Калабашкиниада

Кузьма Калабашкин
1. В начале славных дел

Род наш почтенный.
И очень древний: происхождение свое ведет напрямую от самого Адама.
Правда, дальнейшее его существование – скрыто во тьме веков.

Однако не подлежит никакому сомнению, что некий ордынский мурза Кала-Баш, что по тюркски, вроде бы,  означает "Каменная Башка" или "Крепкая Башка",  при государе Иоанне Васильевиче Грозном, доблестно в российскую службу вступил (мурза причислял себя к племени Баяндыр)

И, после крещения, восприемником в котором был, по преданиям,  знаменитый Малюта Скуратов, бывший мурза был сразу же зачислен на государеву службу: в опричное войско.
С христианским именем Дормидонт Калабашкин.

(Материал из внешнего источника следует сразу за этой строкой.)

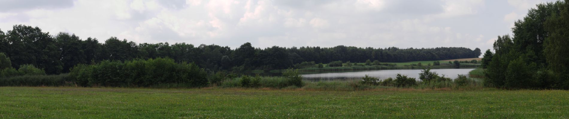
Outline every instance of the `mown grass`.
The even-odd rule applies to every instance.
[[[0,87],[0,118],[563,118],[563,90]]]

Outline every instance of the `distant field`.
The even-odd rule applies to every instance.
[[[482,58],[465,58],[465,59],[445,60],[442,60],[442,61],[455,61],[455,60],[458,60],[458,61],[471,61],[471,60],[482,60]]]
[[[569,91],[0,87],[0,118],[563,118]]]

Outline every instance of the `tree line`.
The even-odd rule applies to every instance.
[[[487,85],[569,89],[569,0],[530,9],[513,35],[498,36],[482,60]]]
[[[406,62],[477,58],[481,54],[478,48],[473,50],[465,47],[374,49],[341,45],[261,49],[248,42],[234,50],[216,45],[137,43],[114,37],[100,42],[95,38],[84,40],[64,32],[51,36],[38,27],[24,25],[14,25],[6,33],[0,30],[0,52],[11,59],[11,65],[16,69],[31,64],[44,69],[47,74],[67,73],[80,64],[158,58],[171,58],[176,63],[194,63],[207,71],[241,71],[286,69],[304,61],[363,63],[369,59]]]

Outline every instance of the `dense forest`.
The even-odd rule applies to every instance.
[[[31,64],[47,74],[67,73],[79,64],[92,64],[103,60],[125,61],[170,58],[176,62],[194,63],[207,70],[248,70],[286,69],[303,61],[328,63],[333,61],[406,62],[477,58],[480,50],[464,47],[398,49],[273,46],[264,49],[245,43],[236,49],[215,45],[194,46],[185,43],[137,43],[110,37],[104,42],[94,38],[82,39],[68,33],[51,36],[38,27],[13,26],[6,33],[0,30],[0,52],[19,68]]]
[[[569,1],[537,6],[485,53],[488,85],[569,89]]]

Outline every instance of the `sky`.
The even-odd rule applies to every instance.
[[[540,0],[0,0],[0,30],[137,43],[491,49]]]

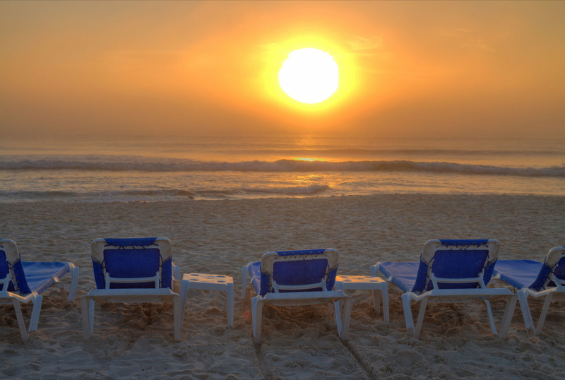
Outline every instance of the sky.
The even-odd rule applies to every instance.
[[[565,137],[565,1],[0,1],[0,133]],[[338,90],[280,88],[293,50]]]

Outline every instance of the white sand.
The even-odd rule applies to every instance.
[[[16,241],[25,261],[72,261],[81,275],[77,302],[66,309],[55,290],[44,293],[39,330],[27,344],[12,308],[0,307],[0,377],[562,379],[563,302],[554,304],[539,337],[526,333],[517,307],[506,340],[490,335],[480,304],[432,305],[417,340],[405,332],[400,292],[391,285],[388,325],[369,292],[351,292],[347,343],[323,307],[268,307],[256,346],[241,267],[268,251],[333,247],[341,255],[338,274],[369,274],[378,261],[417,260],[432,238],[495,238],[501,258],[541,259],[565,244],[564,211],[563,197],[506,196],[3,205],[0,234]],[[234,278],[234,327],[226,328],[225,293],[193,290],[180,343],[172,340],[172,306],[157,304],[97,307],[94,336],[83,342],[78,300],[94,287],[90,242],[152,236],[172,240],[182,273]],[[493,304],[497,322],[503,305]],[[541,303],[532,306],[535,320]]]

Чем занимался Дормидонт Калабашкин в опричнине – мы доподлинно не знаем.
Но, из  родовых преданий известно, что на бритой голове Дормидонта царь Иоанн Васильевич  часто пробовал прочность дамасских клинков.
И головой Дормидонта – оставался доволен, поскольку прославленные клинки при этом всегда ломались.
Довольный царь постоянно жаловал оного Дормидонта за верную службу: то землицей, то чарою зелена вина.
 
Последним пожалованием государя Иоанна Васильевича  Дормидонту Калабашкину была девица старобоярского рода, - почтенного родителя которой то-ли сварили в кипятке, то-ли посадили на кол за отказ плясать перед царем в сарафане и кокошнике.
Фамилии её история не сохранила. 
Впрочем, звали её, кажется, - Настасья Потаповна.

После кончины Иоанна Васильевича,  когда воцарился Феодор Иоаннович, Дормидонт Калабашкин, по наветам Бориса Годунова, был подвергнут опале и сослан в псковскую деревню, где и закончил свою жизнь, оставив двух сыновей: Тимофея Дормидонтовича и Ивана Дормидонтовича, а также красавицу-дочь  Ирину Дормидонтовну.

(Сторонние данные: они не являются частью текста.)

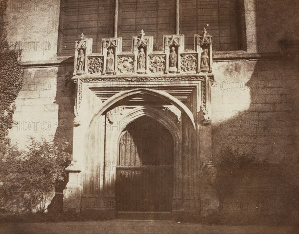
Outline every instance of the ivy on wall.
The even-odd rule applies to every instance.
[[[14,101],[23,85],[23,67],[20,63],[21,51],[11,48],[7,40],[4,15],[8,0],[0,7],[0,140],[5,141],[8,129],[13,124]]]

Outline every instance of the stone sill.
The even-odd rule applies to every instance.
[[[284,59],[286,57],[278,52],[250,53],[244,50],[214,51],[213,61]]]
[[[285,55],[279,52],[249,53],[238,50],[230,51],[215,51],[213,53],[214,62],[284,59]],[[21,62],[21,64],[26,68],[43,68],[55,67],[61,65],[73,64],[74,56],[60,56],[44,61],[28,61]]]

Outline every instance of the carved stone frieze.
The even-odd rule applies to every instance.
[[[164,55],[150,56],[150,71],[153,73],[162,73],[165,70]]]
[[[182,71],[196,72],[197,64],[195,54],[181,54],[181,70]]]
[[[81,79],[84,82],[149,82],[149,81],[192,81],[204,80],[205,76],[163,76],[163,77],[105,77]]]
[[[132,73],[134,70],[134,60],[133,56],[118,57],[118,71],[122,73]]]
[[[103,71],[103,61],[102,57],[87,58],[87,66],[89,74],[101,74]]]

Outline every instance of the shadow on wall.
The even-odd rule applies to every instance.
[[[58,67],[57,78],[57,91],[55,103],[58,105],[58,122],[54,141],[66,141],[70,144],[68,149],[72,153],[75,105],[75,84],[73,76],[73,58],[70,58],[61,62]],[[48,207],[50,212],[62,212],[63,210],[63,190],[68,181],[66,176],[63,181],[55,189],[55,197]]]
[[[256,11],[258,52],[270,52],[272,44],[277,51],[281,39],[290,44],[298,42],[294,27],[298,25],[298,12],[287,9],[291,4],[285,2],[266,1],[266,11]],[[288,16],[284,13],[287,12]],[[282,26],[276,26],[282,22]],[[213,185],[219,207],[210,206],[209,222],[298,225],[298,48],[288,51],[292,51],[288,56],[252,62],[255,65],[246,83],[249,108],[227,121],[212,124],[213,166],[217,172]],[[227,76],[229,82],[251,70],[249,62],[231,63],[235,63],[236,70]],[[242,101],[242,97],[238,101]]]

При царе Борисе Тимофей Дормидонтович был отправлен на южные рубежи, где и погиб в стычке с крымцами под новопоставленным в степи городом Царёв-Борисов.

Сведения-же об Иване Дормидонтовиче появляются только в одной из псковских местных летописей Смутного времени. Там говорится, что Иван Калабашкин "стоял против королевских литовских людей и своих миропродавцев сильно", а  однажды, со своими холопами, обратил  в бегство шайку немецких наемников Тушинского Вора.
При этом наёмники, спасаясь, побросали всё награбленное имущество.
Летописец особо  отмечает, что выгодно продав его, Иван Дормидонтович справил себе новую ферязь красного сукна, а холопам - новые тигилеи.

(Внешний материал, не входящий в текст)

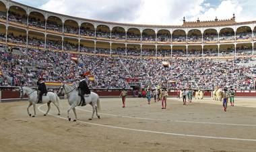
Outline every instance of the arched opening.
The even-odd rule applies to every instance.
[[[218,31],[215,29],[207,29],[203,31],[203,42],[205,44],[218,43]]]
[[[125,30],[121,27],[115,27],[112,29],[113,42],[125,42]]]
[[[83,23],[80,27],[80,35],[82,38],[94,39],[95,28],[90,23]]]
[[[191,29],[187,33],[187,42],[189,44],[202,43],[202,33],[199,29]]]
[[[46,35],[46,48],[62,50],[62,38],[60,36],[48,34]]]
[[[146,29],[142,31],[142,42],[155,43],[156,31],[152,29]]]
[[[96,53],[110,55],[110,44],[108,42],[97,42]]]
[[[203,56],[218,56],[218,50],[217,45],[207,45],[203,46]]]
[[[158,57],[171,57],[171,48],[170,46],[158,46]]]
[[[64,34],[70,36],[78,36],[79,27],[77,22],[67,19],[64,23]]]
[[[252,56],[253,44],[251,43],[236,44],[236,56]]]
[[[140,56],[141,54],[140,45],[136,44],[127,44],[127,55]]]
[[[234,44],[220,45],[220,56],[234,56]]]
[[[7,42],[12,44],[26,44],[27,33],[24,29],[9,26],[8,27]]]
[[[152,45],[142,46],[142,56],[156,56],[156,46]]]
[[[251,41],[252,30],[249,26],[242,26],[236,29],[236,42]]]
[[[7,10],[5,5],[0,1],[0,21],[5,23]]]
[[[172,32],[172,44],[186,44],[186,32],[182,29],[177,29]]]
[[[63,50],[66,52],[78,52],[78,40],[64,37]]]
[[[125,45],[124,44],[112,44],[111,54],[125,56]]]
[[[158,43],[166,44],[171,42],[170,33],[167,29],[161,29],[158,32]]]
[[[139,29],[136,28],[130,28],[127,31],[127,42],[140,42],[141,33]]]
[[[1,42],[5,42],[6,36],[6,27],[0,24],[0,40]]]
[[[9,9],[8,14],[8,21],[10,23],[13,22],[27,25],[27,13],[22,7],[11,6]]]
[[[94,42],[82,40],[80,41],[80,52],[94,53]]]
[[[234,31],[232,28],[226,27],[220,31],[220,42],[228,43],[234,41]]]
[[[47,19],[46,29],[48,32],[62,33],[62,21],[61,19],[56,16],[50,16]]]
[[[28,25],[45,29],[45,17],[44,15],[37,11],[32,11],[28,16]]]
[[[172,46],[172,58],[187,57],[186,46]]]
[[[187,57],[201,57],[202,52],[201,46],[189,46],[187,48]]]
[[[109,40],[110,39],[110,29],[104,25],[100,25],[96,28],[97,40]]]
[[[29,31],[28,44],[36,47],[44,48],[44,34]]]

Здесь, специально для жертв ЕГЭ, возможно следует отметить, что в московском государстве служилые люди - помещики получали земельный надел "для кормления", в порядке оплаты за военную службу.
Если помещик не являлся на ежегодный смотр "конно и оружно", в сопровождении нескольких вооруженных крестьян или холопов (количество которых зависело от размера поместья), не мог продемонстрировать "в натуре" готовность выступить на защиту свободы и независимости страны, то поместье просто отбиралось в царскую казну, а незадачливый помещик мог идти на все четыре стороны. Хоть в холопы, хоть в лихие люди на большую дорогу.   

Об Ирине Дормидонтовне, кроме упоминания, что она "бяше красна зело", - летопись других сведений не сохранила.
А от Ивана Дормидонтовича Калабашкина пошел род московских служилых людей, верою и правдою служивших Отечеству.

Следующее упоминание о представителях рода Калабашкиных, мы можем встретить в "Гронографе" провинциального Свято-Епифаниева монастыря, относящемуся ко времени Алексея Михайловича.
Согласно данному "Гронографу", один их прямых потомков Ивана Калабашкина, - псковский помещик Феодул Калабашкин, во времена никоновских реформ, пострадал за двоеперстие и сугубую аллилуйю.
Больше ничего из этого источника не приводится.